Super Computer meets Super Car


 The only thing missing is a cape!

 Beyond traditional F1 racing and the two-year-new Formula e (electric racing) series now comes supercomputer racing – establishing the first racing series with no actual drivers.  And because there are no race drivers, the cars don’t need standard driving systems and will look radically different. Formula CEO Alejandro Agag, is an investor in RoboRace and has been enthusiastically endorsing it. If you can believe it, the basic – know where you are on the map – and sense/plan/act brain of self driving cars barely visible on few roads today, is already moving into deep learning mode.

As much as all this sounds like science fiction, Denis Sverdlov CEO of RoboRace says they will have a running race car by the fall of 2016.  Little has been shared of the design philosophy or the racing mechanics so far but the RoboRace executive has been traveling the world, meeting with executives from companies who can help mould this dream into reality.  What has been shared is the race series will be comprised of 10 teams, each with two cars that are identical to each other and all cars will be powered by an NVIDIA Drive PX 2 brain. The cars are full size, weighing in at maybe 2,200 lbs and having high performance electric motors powering each wheel with speeds on some racetracks maybe approaching 180mph.

The idea is to get the different teams to build and train their own neural networks that will power their race cars. The Drive PX 2 will process all real-time sensory data gathered from the car, but it will have to compute with each team’s network to make sense of the data and take appropriate action under tough racing conditions. This would include making behavioral learning maneuvers at racing speeds that would not be considered for street cars under normal and basic operating conditions.  However information learned from RoboRace cars could be very useful and critical for future driverless street car road safety such as accident avoidance and hazardous road conditions. Since the teams will have identical cars and identical hardware; the team with the most robust neural network will likely have the best chance at winning a RoboRace.

The heart of self-driving is of course, Artificial Intelligence. Technology currently championed by NVIDIA built GPUs. NVIDIA claims that by working with a large community of self-driving car experts, their object recognition, self driving scores and accuracy in this arena is unsurpassed. Also, while along the way, developing their network with peripherals such as cameras, LIDAR sensors and HD-3D mapping, NVIDIA invented a new neural network called “DaveNet”. The result, a complete end-to-end computing platform with very deep-learning capabilities and the ability to analyze a minimum of 1.8 million points per second.

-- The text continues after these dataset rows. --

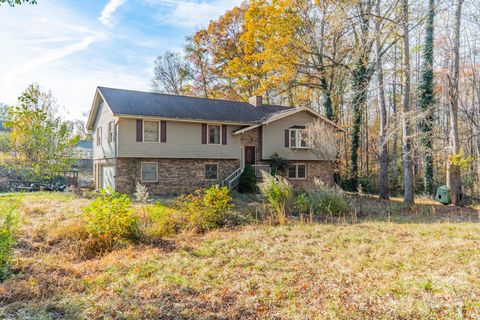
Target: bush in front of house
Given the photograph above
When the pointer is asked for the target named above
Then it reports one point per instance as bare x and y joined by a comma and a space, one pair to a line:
8, 228
205, 209
248, 180
326, 200
109, 218
278, 192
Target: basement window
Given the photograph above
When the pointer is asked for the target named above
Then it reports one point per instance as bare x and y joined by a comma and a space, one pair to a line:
149, 172
298, 139
297, 171
211, 171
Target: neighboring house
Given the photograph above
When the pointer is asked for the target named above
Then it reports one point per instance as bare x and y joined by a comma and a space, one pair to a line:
2, 126
84, 149
175, 144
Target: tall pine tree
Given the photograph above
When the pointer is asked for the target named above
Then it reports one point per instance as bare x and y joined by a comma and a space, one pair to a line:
427, 101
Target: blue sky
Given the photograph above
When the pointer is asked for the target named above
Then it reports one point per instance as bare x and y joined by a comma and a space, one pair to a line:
71, 46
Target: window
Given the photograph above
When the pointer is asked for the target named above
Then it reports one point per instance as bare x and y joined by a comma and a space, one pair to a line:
150, 131
298, 138
213, 134
110, 131
99, 136
297, 171
149, 172
211, 171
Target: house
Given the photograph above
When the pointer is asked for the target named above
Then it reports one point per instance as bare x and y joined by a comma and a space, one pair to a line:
84, 149
175, 144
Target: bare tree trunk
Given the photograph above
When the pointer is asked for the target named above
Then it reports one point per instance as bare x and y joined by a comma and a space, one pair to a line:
383, 177
407, 148
454, 168
394, 161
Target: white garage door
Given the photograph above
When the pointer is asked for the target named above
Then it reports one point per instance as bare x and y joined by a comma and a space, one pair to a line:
107, 177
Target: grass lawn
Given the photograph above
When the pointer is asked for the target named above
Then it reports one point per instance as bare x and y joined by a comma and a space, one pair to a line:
418, 264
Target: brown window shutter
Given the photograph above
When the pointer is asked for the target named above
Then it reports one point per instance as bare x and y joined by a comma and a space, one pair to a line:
163, 131
139, 130
204, 133
224, 134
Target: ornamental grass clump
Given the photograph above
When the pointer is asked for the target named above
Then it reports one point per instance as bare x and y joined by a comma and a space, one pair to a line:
8, 228
206, 209
326, 200
110, 220
278, 193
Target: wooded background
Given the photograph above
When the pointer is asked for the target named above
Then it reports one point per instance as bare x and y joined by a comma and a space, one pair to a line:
402, 76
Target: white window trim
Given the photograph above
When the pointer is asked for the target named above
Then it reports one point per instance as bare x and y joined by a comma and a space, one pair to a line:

The PX-2 and the RoboRace series sits firmly in NVIDIA’s grand scheme of things. Enough so, Jen Hsun Huang, NVIDIA’s CEO closed his keynote speech with it at their 2016 GPU convention in San Jose with a huge applause. If NVIDIA is ready to prove their Drive PX 2 is more than ready to face one of the toughest challenges an automobile can take, then what better way to prove its worth than a high-tech stakes race series.

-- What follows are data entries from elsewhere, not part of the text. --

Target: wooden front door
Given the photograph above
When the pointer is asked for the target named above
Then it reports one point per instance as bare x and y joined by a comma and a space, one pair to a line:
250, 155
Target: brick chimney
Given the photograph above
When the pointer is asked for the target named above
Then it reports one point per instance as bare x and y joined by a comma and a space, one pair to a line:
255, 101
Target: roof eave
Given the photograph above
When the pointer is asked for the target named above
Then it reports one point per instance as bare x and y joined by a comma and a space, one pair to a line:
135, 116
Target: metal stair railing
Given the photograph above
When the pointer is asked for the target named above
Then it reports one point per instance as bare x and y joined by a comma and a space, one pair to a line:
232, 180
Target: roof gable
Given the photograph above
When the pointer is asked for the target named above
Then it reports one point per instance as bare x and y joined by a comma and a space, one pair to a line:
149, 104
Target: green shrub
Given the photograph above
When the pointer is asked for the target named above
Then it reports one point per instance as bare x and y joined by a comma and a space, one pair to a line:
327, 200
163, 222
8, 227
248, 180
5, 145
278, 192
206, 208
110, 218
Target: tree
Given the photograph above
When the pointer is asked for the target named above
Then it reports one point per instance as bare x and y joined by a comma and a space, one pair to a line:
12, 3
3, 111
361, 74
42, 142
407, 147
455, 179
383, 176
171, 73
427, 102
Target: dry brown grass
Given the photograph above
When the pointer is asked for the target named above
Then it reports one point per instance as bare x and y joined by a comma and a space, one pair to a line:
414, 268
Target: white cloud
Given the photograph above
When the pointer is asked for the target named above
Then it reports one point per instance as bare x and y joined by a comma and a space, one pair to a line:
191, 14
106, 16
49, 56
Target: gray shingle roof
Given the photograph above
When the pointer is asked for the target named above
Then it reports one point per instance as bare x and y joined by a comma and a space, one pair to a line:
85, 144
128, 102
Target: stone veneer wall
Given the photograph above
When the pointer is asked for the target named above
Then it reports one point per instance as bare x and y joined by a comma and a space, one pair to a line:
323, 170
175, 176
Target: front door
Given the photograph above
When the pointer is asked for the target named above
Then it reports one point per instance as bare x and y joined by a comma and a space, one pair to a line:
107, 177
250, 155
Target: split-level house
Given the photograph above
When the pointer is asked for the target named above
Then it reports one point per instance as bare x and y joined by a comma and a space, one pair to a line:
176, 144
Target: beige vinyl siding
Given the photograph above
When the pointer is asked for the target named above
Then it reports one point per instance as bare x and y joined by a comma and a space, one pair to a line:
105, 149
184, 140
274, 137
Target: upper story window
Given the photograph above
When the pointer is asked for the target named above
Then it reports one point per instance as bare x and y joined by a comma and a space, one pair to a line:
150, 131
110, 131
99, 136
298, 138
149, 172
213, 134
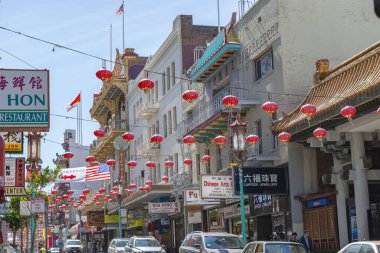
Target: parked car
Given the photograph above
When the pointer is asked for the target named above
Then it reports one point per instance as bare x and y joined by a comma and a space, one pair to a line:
117, 245
273, 247
362, 247
73, 246
140, 244
206, 242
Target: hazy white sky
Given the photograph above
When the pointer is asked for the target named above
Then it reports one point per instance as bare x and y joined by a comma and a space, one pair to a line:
85, 26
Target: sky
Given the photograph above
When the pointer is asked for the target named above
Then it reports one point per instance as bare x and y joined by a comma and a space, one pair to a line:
85, 26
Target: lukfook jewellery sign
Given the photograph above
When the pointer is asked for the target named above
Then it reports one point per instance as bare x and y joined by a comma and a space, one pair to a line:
24, 100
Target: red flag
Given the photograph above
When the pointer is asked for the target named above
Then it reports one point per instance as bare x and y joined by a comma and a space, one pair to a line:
73, 103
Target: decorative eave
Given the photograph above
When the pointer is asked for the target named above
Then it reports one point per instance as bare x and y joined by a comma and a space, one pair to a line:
355, 82
223, 48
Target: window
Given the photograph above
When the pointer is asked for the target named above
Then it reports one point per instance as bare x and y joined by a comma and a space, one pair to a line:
170, 122
165, 126
264, 65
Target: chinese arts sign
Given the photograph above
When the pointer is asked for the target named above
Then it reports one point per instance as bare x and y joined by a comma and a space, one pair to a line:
263, 181
24, 100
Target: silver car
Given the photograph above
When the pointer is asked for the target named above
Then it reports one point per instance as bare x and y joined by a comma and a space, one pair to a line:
208, 242
117, 245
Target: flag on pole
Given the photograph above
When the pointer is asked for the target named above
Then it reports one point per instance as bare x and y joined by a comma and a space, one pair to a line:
73, 103
120, 10
98, 172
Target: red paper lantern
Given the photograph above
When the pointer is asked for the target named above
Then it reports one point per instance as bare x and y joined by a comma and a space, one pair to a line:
230, 101
270, 107
90, 159
99, 133
188, 161
132, 164
146, 85
104, 74
190, 95
128, 136
252, 139
206, 158
189, 139
309, 110
111, 162
156, 138
169, 163
150, 164
68, 155
284, 137
319, 133
348, 111
220, 140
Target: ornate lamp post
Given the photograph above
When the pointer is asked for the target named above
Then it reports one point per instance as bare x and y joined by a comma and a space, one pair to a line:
33, 158
239, 130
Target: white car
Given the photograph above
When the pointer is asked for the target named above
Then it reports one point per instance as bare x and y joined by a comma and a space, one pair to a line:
208, 242
142, 244
361, 247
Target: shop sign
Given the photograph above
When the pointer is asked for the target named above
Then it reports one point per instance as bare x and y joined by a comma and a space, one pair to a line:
24, 100
164, 207
13, 142
217, 187
193, 198
262, 181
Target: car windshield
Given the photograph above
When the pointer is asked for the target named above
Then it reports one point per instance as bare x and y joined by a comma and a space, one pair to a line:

NVIDIA has been tight lipped in revealing any further details of the NVIDIA Drive PX 2 system other than they use next generation Tegra processors and a couple of Pascal GPUs. As we get closer to RoboRace becoming a reality, more details of the systems and also the mechanics will be revealed. The series will absolutely push the limits of self driving automobiles.


This is the new NVIDIA Drive PX 2 you can hold in your hand. The front face reveals two next-gen Tegra processors and a PLX switching chip to interface with the twin Pascal GPUs.


On the backside you catch a glimpse of the two Pascal GPUs used to augment the Tegras on the front. Prior to this the super computer would take up a good portion of a car’s trunk.